I should hate that he admits this. But I don’t. He’s sensible. For some reason I like sensible. It makes my chest feel warm, even though I don’t like losing him. It makes too much sense.
“Yeah, so, I guess that’s that.” I start walking away from him, for good. While my cheeks tense with sadness, my shoulders relax. A weight is gone.
“What do you mean?” he says, jogging to get around me, stopping me in my path. The weight returns.
“We can’t do anything, so, well...” I say.
“I still want to hang out,” Luke says, his gaze hard. “And I don’t like you kissing anyone else.”
My heart beats rapidly and my jaw hurts from clenching it. Who does he think he is, steamrolling me into a serious relationship after a few fucking dates.
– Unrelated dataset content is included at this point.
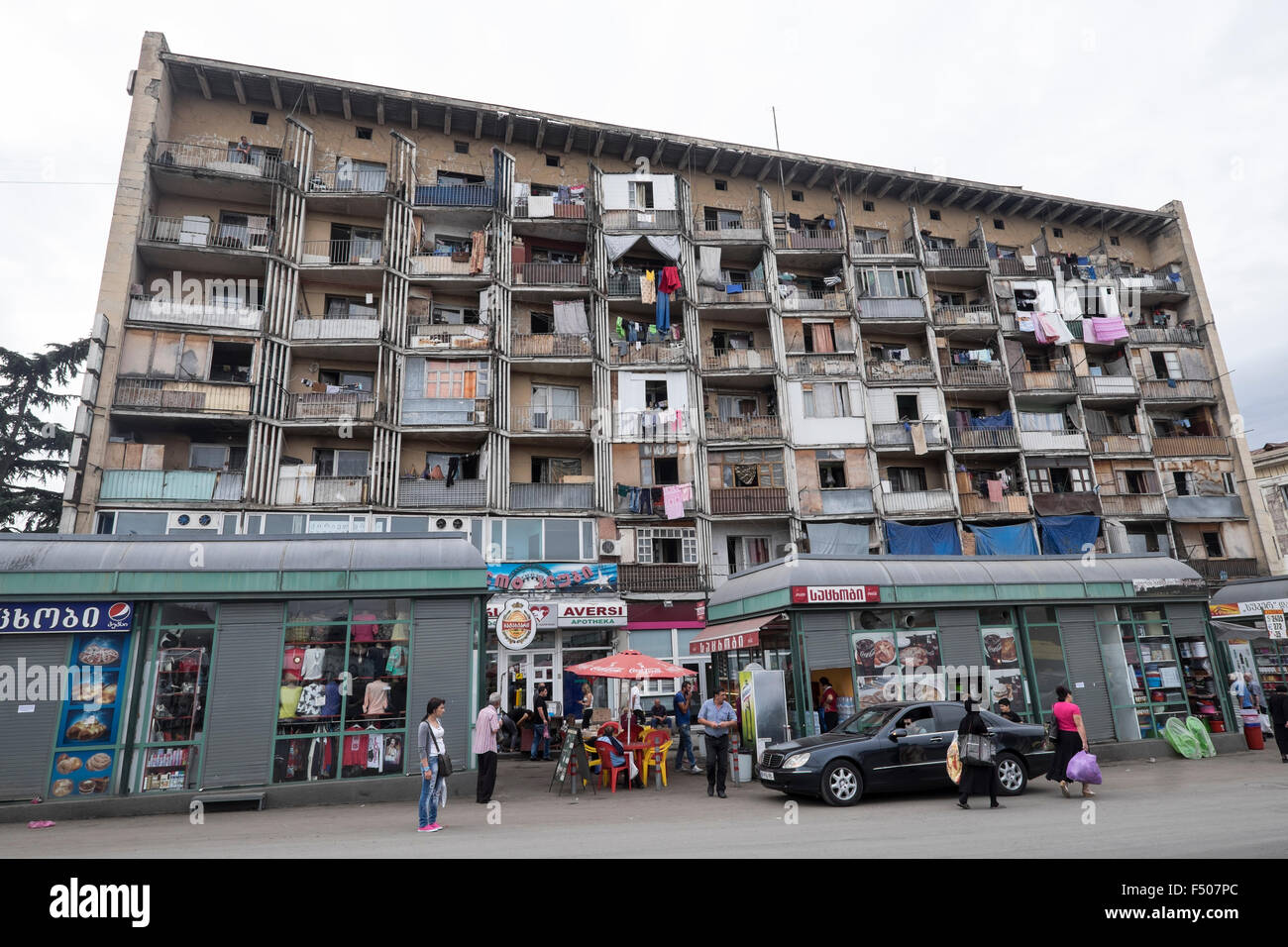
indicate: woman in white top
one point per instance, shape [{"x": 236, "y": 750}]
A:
[{"x": 429, "y": 740}]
“I’m not looking for a relationship,” I say, mumbling into my chest, staring at my shoes. “I told you that.”
“Why not?” He opens his arms and steps back, as though the world is our oyster and I am free to claim him. But these are disjointed thoughts. If I was with him, I’d be confined. Trapped.
I hold my elbows. He rubs his eyes. “Look, my life is shitty right now. But when I’m with you, I feel good. It’s like all that other shit is manageable.”
“But don’t you get it, you’re happy because we were just having a good time. And this is never going to be more than that. Especially not now.”
He takes my hand, holding it loosely, his thumb rubbing my wrist. “We could still be something good.”
Dammit. He has a response for everything. He keeps fighting me. In a fury to win, I latch on to the thing that will get him to stop looking at me like I’m his savior. “We were never going to be anything, Luke. Don’t you get it? I’m a...well...it doesn’t matter who I am. But we know who you are. You’re just a townie.”
He drops my hand. His jaw tightens. His shoulders stiffen. His fingers clump into his fists. I wait for his riposte, but it never comes. Instead those sharp green eyes glisten in the moonlight. He walks away.
“I’m sorry. I didn’t mean it like that,” I say into the dark. But his figure keeps moving away from me, getting smaller and smaller until he turns a corner.